One of our customers had issues over the past several months with Oracle Active Data Guard replication to a standby server. The database on the standby server would intermittently fall out of sync with the database on the primary server, and log files were not consistently shipping to the standby server.
The Oracle database version was 126.96.36.199 running on Oracle Linux 6. The firewall was a Cisco ASA-5585-SSP-40, and the ASA version is 9.6(4)8.
TNS tracing showed: CORRUPTION DETECTED: In redo blocks starting at block #…
By the time I got involved, the firewall administrators had already implemented all the recommended firewall changes to disable the following:
- SQLNet fixup protocol
- Deep Packet Inspection (DPI)
- SQLNet packet inspection
- SQL Fixup
The following errors were noted in the primary database alert log:
- ORA-16055: FAL request rejected
- ARC6: Standby redo logfile selected for thread 2 sequence 33351 for destination LOG_ARCHIVE_DEST_2
- ARC6: Attempting destination LOG_ARCHIVE_DEST_2 network reconnect (12152)
- ARC6: Destination LOG_ARCHIVE_DEST_2 network reconnect abandoned
The following errors were noted in the standby database alert log:
- CORRUPTION DETECTED: In redo blocks starting at block #…
- RFS: Possible network disconnect with primary database
- Error 1017 received logging on to the standby
- FAL[client, USER]: Error 16191 connecting to …
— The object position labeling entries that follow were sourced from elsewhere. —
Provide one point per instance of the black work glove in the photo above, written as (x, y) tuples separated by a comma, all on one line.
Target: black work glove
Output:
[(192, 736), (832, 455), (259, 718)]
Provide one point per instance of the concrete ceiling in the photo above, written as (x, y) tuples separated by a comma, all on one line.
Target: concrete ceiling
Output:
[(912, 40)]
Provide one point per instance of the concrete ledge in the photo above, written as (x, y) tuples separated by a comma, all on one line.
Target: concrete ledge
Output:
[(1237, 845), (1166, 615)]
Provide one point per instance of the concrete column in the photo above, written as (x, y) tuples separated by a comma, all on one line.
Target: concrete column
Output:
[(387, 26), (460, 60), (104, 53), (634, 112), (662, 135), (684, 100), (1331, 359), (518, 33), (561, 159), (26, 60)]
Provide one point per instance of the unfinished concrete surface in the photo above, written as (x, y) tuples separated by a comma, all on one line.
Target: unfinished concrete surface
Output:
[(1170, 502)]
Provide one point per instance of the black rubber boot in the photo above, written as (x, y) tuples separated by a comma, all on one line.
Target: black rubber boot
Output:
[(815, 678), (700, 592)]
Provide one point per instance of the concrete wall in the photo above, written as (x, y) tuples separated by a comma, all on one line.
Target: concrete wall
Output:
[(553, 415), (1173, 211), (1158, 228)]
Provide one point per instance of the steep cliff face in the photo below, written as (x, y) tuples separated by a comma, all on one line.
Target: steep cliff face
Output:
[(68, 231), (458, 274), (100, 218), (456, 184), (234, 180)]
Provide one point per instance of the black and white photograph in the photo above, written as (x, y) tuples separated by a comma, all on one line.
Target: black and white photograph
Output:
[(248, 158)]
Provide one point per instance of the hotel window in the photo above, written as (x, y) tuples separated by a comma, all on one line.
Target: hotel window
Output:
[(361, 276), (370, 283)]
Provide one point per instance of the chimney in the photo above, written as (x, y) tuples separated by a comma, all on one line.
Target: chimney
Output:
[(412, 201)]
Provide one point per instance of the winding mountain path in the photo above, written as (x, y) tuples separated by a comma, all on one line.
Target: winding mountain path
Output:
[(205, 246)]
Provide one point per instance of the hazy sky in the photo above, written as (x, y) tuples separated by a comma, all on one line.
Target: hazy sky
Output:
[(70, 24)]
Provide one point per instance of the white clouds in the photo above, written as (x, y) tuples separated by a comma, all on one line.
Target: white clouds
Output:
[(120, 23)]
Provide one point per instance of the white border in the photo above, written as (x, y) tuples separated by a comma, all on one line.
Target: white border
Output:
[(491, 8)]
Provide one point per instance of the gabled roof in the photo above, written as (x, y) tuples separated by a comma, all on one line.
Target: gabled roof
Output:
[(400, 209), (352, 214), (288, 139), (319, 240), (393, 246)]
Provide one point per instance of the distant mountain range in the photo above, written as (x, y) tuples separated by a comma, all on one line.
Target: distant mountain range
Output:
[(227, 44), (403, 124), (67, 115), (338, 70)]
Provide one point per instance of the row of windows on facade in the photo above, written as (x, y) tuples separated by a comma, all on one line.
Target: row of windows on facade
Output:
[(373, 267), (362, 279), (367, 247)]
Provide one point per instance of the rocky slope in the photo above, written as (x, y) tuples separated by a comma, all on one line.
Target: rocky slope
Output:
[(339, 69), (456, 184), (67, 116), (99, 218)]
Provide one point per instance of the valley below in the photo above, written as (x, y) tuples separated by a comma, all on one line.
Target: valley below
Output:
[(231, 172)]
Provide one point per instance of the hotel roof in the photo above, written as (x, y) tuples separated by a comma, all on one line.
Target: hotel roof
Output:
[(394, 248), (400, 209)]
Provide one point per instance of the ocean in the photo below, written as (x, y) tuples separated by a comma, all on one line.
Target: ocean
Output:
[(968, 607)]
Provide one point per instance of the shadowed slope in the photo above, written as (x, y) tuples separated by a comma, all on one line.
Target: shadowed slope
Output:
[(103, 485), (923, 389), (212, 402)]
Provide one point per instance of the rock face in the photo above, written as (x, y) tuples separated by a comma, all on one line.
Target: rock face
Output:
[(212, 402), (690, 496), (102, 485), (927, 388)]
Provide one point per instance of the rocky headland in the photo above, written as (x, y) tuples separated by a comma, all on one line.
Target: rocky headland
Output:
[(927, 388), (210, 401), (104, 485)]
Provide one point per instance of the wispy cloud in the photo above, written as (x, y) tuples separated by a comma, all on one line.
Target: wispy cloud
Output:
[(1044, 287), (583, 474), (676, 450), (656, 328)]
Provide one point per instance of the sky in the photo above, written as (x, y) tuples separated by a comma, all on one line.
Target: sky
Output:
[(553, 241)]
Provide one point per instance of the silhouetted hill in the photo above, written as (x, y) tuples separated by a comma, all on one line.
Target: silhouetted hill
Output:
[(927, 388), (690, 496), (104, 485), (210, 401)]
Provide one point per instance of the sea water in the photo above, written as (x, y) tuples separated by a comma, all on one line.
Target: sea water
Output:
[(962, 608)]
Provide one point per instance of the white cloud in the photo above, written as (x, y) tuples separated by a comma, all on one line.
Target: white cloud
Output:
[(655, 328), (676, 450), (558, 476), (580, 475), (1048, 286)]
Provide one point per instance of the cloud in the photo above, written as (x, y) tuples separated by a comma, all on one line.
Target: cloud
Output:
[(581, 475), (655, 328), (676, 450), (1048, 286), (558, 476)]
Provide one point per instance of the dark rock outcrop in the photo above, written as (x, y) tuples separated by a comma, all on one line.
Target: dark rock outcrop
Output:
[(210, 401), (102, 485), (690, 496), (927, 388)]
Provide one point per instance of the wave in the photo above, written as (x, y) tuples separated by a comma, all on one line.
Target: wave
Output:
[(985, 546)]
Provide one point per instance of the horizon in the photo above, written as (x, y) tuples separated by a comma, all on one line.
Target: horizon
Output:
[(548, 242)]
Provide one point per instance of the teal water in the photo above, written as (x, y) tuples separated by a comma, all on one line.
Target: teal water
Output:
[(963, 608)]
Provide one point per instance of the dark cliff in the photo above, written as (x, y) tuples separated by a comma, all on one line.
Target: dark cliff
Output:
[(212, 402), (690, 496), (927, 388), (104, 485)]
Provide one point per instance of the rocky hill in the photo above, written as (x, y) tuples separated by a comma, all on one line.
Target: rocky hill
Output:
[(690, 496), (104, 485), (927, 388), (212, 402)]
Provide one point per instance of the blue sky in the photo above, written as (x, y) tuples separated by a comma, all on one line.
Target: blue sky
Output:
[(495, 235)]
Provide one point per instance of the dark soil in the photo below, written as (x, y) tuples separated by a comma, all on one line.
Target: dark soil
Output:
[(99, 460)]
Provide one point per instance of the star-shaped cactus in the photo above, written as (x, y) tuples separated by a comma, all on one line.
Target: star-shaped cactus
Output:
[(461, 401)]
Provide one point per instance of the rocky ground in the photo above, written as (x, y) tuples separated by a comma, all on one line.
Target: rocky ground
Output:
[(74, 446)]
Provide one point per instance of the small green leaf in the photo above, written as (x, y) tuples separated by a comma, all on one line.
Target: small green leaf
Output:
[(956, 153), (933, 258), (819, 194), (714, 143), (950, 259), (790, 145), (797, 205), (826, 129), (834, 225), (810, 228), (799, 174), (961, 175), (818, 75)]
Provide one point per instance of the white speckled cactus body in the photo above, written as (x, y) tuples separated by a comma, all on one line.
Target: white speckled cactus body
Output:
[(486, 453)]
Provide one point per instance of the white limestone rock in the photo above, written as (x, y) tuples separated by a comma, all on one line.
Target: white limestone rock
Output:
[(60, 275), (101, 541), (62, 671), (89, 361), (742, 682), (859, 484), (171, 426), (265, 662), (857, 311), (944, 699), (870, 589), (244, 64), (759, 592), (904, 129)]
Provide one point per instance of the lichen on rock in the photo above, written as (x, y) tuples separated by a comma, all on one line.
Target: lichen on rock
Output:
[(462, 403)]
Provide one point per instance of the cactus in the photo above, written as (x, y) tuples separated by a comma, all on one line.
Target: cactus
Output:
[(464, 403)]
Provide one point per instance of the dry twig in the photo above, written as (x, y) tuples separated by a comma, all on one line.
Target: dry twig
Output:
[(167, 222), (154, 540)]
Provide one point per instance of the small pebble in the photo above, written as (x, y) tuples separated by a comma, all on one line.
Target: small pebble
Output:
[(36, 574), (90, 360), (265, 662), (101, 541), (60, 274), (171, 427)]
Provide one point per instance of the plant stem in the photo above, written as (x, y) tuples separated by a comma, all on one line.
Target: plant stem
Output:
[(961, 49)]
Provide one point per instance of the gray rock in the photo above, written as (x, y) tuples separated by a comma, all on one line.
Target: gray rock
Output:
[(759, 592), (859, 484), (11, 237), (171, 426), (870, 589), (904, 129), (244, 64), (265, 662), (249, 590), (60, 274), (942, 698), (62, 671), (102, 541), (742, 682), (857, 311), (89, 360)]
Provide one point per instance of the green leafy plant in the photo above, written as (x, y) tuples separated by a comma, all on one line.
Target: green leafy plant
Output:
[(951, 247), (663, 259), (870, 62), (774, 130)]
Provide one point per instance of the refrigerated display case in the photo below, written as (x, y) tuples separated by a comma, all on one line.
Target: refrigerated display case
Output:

- ORA-16191: Primary log shipping client not logged on standby
The root cause of the problem turned out to be a bug in the Cisco firewall. For reasons unknown, when the primary and standby database listeners were using port 1521, the firewall would ignore the settings the admins had implemented for the Oracle Data Guard connections and revert to the default settings. As a workaround, we changed to a different port.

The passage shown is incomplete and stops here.